The message of Revelation to the seven churches of Asia Minor is suffused in warnings about and denunciations of imperial Rome and all of its seductive but oppressing cultural depravities.[6]

 

Confronting All Sin Everywhere

 

The gospel of Jesus Christ is calculated to confront and expose all sin everywhere and to restore God’s justice, his rightness, in the earth. For church leaders not to decry (for example) abortion, homosexuality (and all other extramarital sex), machismo, feminism, state socialism, covetous consumerism, and military pacifism is to say that some sins are not the gospel’s target of destruction. For ministers blithely to accept members who unrepentantly practice or advocate these and other cultural sins without an attempt to persuade them to trust Jesus Christ for salvation is to stunt the gospel. To argue, “We have Obama and Trump and Sanders and Cruz supporters all in our congregation, and we have many shades of belief on Obamacare and the LGBT community and abortion and gun control, and we all live together as one big, happy family because we center on the gospel” is actually to practice a form of ethical syncretism. Make no mistake: the Bible permits (no, demands) tolerance and grace on issues that are secondary and unaddressed. You won’t find in the Bible what a nation’s capital gains taxes should be, whether energy companies should opt for natural gas or solar power, or when a family should or should not adopt children. But the most pressing cultural issues of our time do not fit into this classification; the Bible is quite clear, explicitly or implicitly, about excessive confiscatory taxation, abortion, homosexuality, judicial activism, property rights, euthanasia, parental authority, human egg harvesting, and religious liberty.

 

Getting Back to the Gospel-Centered Church

 

The churches that avoid biblically defined cultural issues under the mantra, “We need to get back to the gospel” have the mantra right but the meaning wrong.

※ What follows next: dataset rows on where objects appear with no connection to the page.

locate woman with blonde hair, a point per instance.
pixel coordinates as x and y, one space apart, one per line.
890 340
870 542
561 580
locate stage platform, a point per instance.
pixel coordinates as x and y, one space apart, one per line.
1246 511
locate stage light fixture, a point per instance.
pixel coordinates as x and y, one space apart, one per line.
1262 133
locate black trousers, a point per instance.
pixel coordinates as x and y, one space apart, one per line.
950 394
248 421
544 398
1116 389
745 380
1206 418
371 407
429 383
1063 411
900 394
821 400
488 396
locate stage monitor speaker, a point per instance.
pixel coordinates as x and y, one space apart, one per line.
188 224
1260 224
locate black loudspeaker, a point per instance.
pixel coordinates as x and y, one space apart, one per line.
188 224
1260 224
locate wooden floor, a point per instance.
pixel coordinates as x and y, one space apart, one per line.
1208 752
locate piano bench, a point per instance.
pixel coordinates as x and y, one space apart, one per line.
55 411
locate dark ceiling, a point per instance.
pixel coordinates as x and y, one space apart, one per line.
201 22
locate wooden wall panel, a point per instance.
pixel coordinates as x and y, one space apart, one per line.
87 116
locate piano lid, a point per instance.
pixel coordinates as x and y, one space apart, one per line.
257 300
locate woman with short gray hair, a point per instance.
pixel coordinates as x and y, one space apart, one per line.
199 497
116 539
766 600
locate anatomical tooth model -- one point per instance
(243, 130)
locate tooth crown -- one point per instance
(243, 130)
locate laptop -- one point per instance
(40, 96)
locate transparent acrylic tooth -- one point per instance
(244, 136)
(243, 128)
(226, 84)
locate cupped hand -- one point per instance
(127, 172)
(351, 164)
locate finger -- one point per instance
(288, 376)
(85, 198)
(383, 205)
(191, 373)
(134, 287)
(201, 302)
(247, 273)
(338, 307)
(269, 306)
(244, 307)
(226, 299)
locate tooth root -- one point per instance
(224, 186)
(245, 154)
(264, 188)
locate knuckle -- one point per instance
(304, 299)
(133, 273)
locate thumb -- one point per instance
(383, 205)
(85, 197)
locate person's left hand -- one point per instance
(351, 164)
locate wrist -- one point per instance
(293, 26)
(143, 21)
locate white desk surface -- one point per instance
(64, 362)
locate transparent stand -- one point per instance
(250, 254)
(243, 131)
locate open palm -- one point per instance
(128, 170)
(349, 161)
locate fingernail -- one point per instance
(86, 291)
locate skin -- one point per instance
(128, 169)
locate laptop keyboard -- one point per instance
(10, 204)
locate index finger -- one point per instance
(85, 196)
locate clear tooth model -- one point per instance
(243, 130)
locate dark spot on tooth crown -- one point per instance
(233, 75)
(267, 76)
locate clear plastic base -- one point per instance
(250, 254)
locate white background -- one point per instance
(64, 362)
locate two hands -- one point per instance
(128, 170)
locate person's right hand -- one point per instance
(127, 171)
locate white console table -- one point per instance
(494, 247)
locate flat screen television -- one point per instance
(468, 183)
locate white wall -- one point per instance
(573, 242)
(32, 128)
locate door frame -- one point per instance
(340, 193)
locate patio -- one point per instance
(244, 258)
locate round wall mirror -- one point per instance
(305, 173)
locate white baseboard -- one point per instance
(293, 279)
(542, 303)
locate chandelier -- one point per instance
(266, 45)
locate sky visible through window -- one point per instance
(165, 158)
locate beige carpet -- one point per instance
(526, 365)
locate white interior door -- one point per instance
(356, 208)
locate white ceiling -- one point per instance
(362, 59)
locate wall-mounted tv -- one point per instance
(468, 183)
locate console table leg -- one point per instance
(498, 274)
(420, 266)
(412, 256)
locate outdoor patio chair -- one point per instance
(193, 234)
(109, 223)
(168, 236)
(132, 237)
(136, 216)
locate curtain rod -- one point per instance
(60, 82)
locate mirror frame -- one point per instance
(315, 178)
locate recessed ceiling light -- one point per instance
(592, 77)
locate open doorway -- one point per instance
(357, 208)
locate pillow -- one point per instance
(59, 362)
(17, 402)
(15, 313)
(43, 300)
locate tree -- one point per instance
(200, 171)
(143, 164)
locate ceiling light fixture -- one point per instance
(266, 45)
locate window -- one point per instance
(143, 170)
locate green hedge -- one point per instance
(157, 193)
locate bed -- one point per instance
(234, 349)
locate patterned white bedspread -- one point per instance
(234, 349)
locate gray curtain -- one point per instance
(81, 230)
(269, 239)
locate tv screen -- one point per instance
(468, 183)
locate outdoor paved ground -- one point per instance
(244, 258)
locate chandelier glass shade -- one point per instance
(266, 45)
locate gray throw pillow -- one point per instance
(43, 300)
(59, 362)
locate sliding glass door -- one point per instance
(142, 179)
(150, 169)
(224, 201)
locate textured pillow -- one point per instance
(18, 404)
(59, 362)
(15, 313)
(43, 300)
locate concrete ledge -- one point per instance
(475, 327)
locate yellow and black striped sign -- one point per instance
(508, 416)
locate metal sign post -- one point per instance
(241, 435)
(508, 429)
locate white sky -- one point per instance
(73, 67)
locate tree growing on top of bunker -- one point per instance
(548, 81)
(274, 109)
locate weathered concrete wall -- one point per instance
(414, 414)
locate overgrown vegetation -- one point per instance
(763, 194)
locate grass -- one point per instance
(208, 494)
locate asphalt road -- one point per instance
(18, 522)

If our churches would only get back to the gospel of the Bible, the good news that God by means of the atoning death and resurrection of Jesus Christ is setting the world right, they would preach the convicting and healing and hopeful message to the proud and pharisaic, fornicators and adulterers, human egg harvesters and motherhood surrogates, the legalists and racists, socialists and authoritarians, feminists and abusers, and all other sinners.

 

Shying away from cultural issues is to omit a critical dimension of the gospel. It is neither brave nor beneficial. It might increase attendees but it will never increase God’s blessings. A chief calling of the church in culturally apostate times is to confront the apostasy with the gospel, living in glorious hope of great gospel victory in time and history.[7]

 

Hiding the culture-reclaiming gospel under a bushel is to succumb to ecclesial delinquency.

 


 

[1] Henry R. Van Til, The Calvinistic Concept of Culture (Grand Rapids: Baker, 1959, 2001), 179–189.
[2] Michael W. Hannon, “Against Heterosexuality,” http://www.firstthings.com/article/2014/03/against-heterosexuality, accessed July 4, 2016. There are only men and women. Humans are identified by God-given, creational biology, not by “sexual orientation.” I use the terms “homosexual” and “heterosexual” simply because of their popularity and currency.
[3] Cornelius Van Til, Christian Theistic Ethics (Phillipsburg, New Jersey: Presbyterian and Reformed, 1980), 86-87.
[4] See Luke 4:19, in which Jesus claims to be preaching “the acceptable year of the Lord,” the OT Year of Jubilee (the canceling of debts and slavery), and God’s vengeance on the wicked nations oppressing the Jews. See Edward J. Young, The Book of Isaiah (Grand Rapids: Eerdmans, 1972, 1997), 3:460.
[5] George E. Ladd, Crucial Questions About the Kingdom of God (Grand Rapids: Eerdmans, 1952), 77-81.
[6] Henry Barclay Swete, The Apocalypse of St. John (Grand Rapids: Eerdmans, n.d., third edition), lxxviii–xcviii.
[7] For an example of how to interpret the Bible optimistically in this way, see Roderick Campbell, Israel and the New Covenant (Philadelphia: Presbyterian and Reformed, 1954).